Matthew Diersen, risk and business management specialist for the Ness School of Management and Economics, South Dakota State University, said, “There are several ways to manage price risk when marketing cattle.”

Some producers spread out sale dates, while others use forward contracts, Diersen said in a newsletter to Extension agents from the Livestock Marketing Information Center called In The Cattle Markets.  Some prefer to use futures and options, and still others prefer utilizing insurance products like Livestock Risk Protection.

 

USDA INFORMATION

 

The USDA’s Agricultural Marketing Service reports forward contract activity, Diersen said.  Forward contracting fed cattle has received attention recently as contracts are discussed in the realm of other marketing arrangements.

The current level of cumulative contracted cattle, at 1.4 million head, is up from 1.1 million in 2020 but below the 1.6 million in 2019, Diersen said.  Forward contract volume of feeder cattle is close to last year.

In early July, Superior Livestock had sales for 500- to 600-pound north central steers trading near $180 per cwt, up from about $160 a year ago, he said.  However, compared to the October feeder cattle futures price, the implied basis is much narrower than at this time last year.

 

FUTURES AND OPTIONS

 

Futures and options volumes are more difficult to discern, Diersen said.  In 2016, survey respondents used futures and options for cattle, but their extrapolated totals seem low for the U.S.

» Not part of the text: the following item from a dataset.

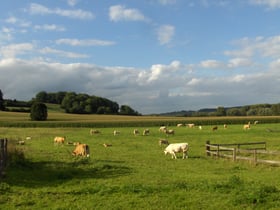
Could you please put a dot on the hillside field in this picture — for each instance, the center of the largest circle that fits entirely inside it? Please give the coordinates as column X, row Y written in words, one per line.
column 134, row 173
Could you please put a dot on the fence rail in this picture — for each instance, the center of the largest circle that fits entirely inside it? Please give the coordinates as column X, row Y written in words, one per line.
column 3, row 155
column 251, row 153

The Commitment of Traders reports show producers with more short than long futures positions, he said.  These likely are very large feedlots and packers that must report positions.

Some feedlots may be part of the producers with long feeder cattle futures positions, Diersen said.  Producers hedging cattle are more likely to be counted among the nonreportable short holders, which tend to exceed the nonreportable long holders.

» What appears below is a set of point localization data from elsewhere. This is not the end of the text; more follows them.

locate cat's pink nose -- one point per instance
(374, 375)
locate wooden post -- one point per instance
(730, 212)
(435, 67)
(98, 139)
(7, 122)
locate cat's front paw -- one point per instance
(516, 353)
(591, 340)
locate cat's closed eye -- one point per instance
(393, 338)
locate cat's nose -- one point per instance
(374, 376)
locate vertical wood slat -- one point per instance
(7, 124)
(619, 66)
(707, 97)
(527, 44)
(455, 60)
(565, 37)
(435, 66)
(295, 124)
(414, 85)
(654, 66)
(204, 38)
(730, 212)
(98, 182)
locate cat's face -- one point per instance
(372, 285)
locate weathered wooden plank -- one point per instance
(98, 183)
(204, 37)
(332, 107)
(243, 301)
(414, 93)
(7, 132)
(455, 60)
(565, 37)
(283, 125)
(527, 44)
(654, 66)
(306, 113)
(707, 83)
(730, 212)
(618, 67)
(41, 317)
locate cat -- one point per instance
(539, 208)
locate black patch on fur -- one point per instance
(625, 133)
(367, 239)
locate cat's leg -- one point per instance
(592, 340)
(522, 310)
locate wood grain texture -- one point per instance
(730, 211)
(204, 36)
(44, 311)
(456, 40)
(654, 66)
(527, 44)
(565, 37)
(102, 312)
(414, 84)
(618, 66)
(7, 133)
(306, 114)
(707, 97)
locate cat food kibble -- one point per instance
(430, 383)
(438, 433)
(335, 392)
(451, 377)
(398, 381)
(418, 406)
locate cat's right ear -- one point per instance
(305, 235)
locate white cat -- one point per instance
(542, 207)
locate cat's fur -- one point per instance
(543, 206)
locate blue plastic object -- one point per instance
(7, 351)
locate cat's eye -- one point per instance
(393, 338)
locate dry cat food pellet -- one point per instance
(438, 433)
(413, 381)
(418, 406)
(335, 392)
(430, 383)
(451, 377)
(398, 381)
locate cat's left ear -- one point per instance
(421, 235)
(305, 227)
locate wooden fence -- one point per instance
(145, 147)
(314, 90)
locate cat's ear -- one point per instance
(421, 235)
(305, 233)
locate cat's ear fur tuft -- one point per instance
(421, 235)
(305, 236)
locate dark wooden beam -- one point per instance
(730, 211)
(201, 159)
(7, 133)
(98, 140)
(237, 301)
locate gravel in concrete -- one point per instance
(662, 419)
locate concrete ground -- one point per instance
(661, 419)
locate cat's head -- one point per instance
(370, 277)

Among the nonreportable positions, the futures open-interest is much larger than the options open-interest across both contracts, he said.

 

OTHER OPTIONS

 

The most transparent information is available for LRP, Diersen said.

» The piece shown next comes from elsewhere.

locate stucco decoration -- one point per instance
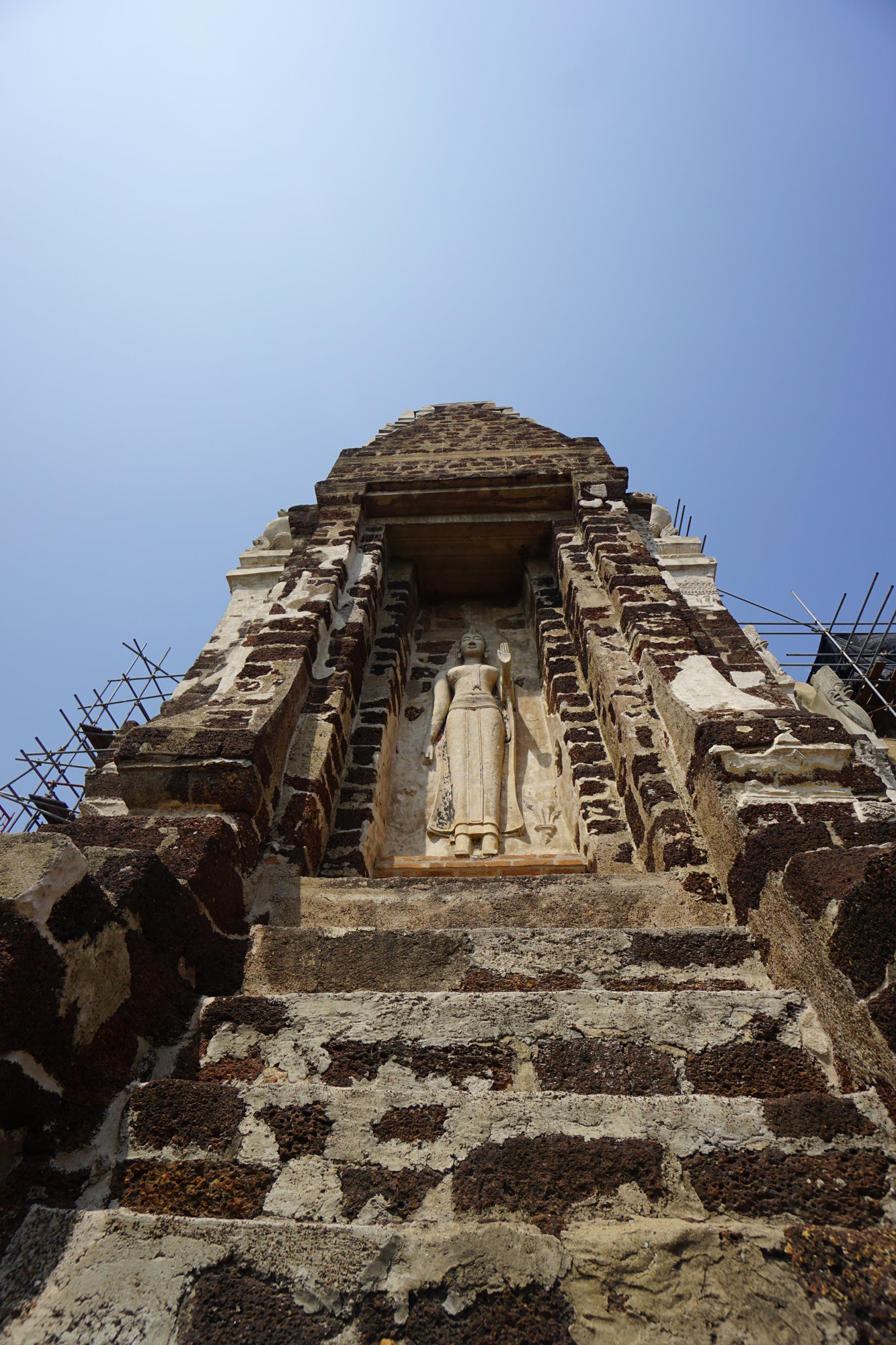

The 2021 fiscal year ended on June 30, and the higher premium subsidy likely shifted demand for coverage, he said.  Head covered sharply increased to a record 180,660 fed cattle, with the number of policies sold increasing almost five-fold compared with a year earlier.

The coverage was most used in Nebraska, but there was volume across the major feedlot states, Diersen said.  A look at the participation data suggests the highest coverage levels were the most popular.

The number of head covered still is a low percentage of the total number of cattle on feed, he said, equating to about 6,000 contracts worth of live cattle.

 

CATTLE, BEEF RECAP

 

Fed cattle traded this week at $120 per cwt on a live basis, up $2 to down $2 from last week.  Dressed-basis trad was at $195, steady to down $2.

The USDA choice cutout Tuesday was up $1.80 per cwt at $269.73, while select was up $3.02 at $253.94.  The choice/select spread narrowed to $15.79 from $17.00 with 126 loads of fabricated product and 31 loads of trimmings and grinds sold into the spot market.

The USDA reported Tuesday that basis bids for corn from livestock feeding operations in the Southern Plains were unchanged at $1.86 to $1.91 a bushel over the Sep futures and for southwest Kansas were unchanged at $0.70 over Sep, which settled at $5.48 3/4 a bushel, down $0.01.

The CME Feeder Cattle Index for the seven days ended Friday was $153.97 per cwt up $0.12.  This compares with Tuesday’s Aug contract settlement of $160.70 per cwt, down $1.50.